Yes, and this is the recommended approach. Your MCP Server operates as a Resource Server that validates tokens issued by your existing IdP. Register the MCP Server as an API application in your IdP, configure custom scopes (mcp:tools, mcp:resources, mcp:prompts), and the server validates incoming tokens by fetching the JWKS from your IdP's published endpoint. No migration or new IdP deployment is needed.

What is the On-Behalf-Of (OBO) flow and when do I need it?

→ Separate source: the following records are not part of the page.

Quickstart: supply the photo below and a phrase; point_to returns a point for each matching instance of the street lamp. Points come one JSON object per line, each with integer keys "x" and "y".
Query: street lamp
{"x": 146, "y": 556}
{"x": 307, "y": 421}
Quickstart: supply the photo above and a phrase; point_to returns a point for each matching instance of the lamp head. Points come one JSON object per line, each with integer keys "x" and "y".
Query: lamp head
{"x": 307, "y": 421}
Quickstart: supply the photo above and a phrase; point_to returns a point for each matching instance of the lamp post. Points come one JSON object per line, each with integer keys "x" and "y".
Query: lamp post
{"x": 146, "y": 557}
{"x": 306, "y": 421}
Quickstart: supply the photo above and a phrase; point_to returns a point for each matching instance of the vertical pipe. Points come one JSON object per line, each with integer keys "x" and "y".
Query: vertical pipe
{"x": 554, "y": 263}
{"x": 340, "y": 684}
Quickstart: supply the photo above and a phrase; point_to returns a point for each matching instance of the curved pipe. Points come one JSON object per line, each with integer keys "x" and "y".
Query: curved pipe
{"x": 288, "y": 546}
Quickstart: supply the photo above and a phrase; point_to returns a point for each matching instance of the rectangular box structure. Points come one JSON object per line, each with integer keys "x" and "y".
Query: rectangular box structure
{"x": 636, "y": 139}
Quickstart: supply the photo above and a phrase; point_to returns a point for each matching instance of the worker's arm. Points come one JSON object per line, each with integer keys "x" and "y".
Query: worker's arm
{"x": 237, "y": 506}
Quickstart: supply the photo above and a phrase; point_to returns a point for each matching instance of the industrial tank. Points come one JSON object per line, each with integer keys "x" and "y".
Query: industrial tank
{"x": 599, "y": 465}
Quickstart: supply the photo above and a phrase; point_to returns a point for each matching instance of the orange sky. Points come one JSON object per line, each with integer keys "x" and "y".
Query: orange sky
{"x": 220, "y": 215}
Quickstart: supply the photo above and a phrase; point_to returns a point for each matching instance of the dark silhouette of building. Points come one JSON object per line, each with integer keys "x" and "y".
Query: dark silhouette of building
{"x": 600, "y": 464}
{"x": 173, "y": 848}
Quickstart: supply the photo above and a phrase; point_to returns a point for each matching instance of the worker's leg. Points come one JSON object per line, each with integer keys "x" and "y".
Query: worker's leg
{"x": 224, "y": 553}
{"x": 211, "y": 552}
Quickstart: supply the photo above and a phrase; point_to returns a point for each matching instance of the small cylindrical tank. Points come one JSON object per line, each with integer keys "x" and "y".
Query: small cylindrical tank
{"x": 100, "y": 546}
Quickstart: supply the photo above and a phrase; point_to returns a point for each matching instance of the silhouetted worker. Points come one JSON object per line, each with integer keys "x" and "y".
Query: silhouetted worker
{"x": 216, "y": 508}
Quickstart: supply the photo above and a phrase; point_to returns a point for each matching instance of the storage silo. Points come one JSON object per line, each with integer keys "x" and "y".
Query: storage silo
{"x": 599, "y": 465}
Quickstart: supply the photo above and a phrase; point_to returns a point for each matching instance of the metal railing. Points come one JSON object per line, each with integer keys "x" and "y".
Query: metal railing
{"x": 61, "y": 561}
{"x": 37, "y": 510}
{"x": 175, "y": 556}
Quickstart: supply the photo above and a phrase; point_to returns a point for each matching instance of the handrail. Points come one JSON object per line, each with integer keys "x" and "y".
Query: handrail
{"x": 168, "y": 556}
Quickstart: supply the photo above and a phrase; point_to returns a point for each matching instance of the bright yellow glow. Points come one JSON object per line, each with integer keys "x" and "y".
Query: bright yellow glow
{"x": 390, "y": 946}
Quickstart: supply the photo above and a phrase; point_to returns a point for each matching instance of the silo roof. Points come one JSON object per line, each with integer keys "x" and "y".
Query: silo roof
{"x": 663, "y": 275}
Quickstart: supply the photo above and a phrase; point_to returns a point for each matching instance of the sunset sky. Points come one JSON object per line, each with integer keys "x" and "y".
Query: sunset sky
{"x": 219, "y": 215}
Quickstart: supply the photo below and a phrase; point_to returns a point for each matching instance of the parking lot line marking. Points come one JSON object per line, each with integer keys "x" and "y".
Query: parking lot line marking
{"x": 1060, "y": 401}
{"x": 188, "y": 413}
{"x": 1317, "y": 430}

OBO enables an MCP Server to call downstream APIs using the original user's delegated identity. When a user invokes an MCP tool that needs to access their personal data in a downstream service (SharePoint files, Salesforce records, database rows), OBO exchanges the user's MCP token for a new token scoped to that downstream API. The downstream service sees the original user's sub claim, enabling row-level security and proper audit trails without giving the MCP Server blanket access.

How do I handle JWKS key rotation without downtime?

Implement a JWKS cache with a 5-minute TTL and a critical fallback mechanism: when token validation fails with a signature error, force-refresh the JWKS cache before rejecting. This handles the window between IdP publishing new keys and your cache updating. Always validate the kid (Key ID) JWT header to select the correct key from the set, as IdPs publish multiple keys during rotation periods. Monitor the mcp_jwks_refresh_total metric to detect abnormal rotation patterns.

What security measures are required for production MCP deployments?

Production MCP requires multiple layers: TLS 1.3 enforcement (reject lower versions), PKCE with S256 only (never plain), access token lifetime capped at 15 minutes, one-time refresh tokens with rotation, scope-based access control at the tool level, per-client rate limiting, and RFC 9728 Protected Resource Metadata publication. For service-to-service scenarios, add mTLS for mutual authentication. All tool invocations must be logged with the authenticated sub and client_id claims for audit compliance.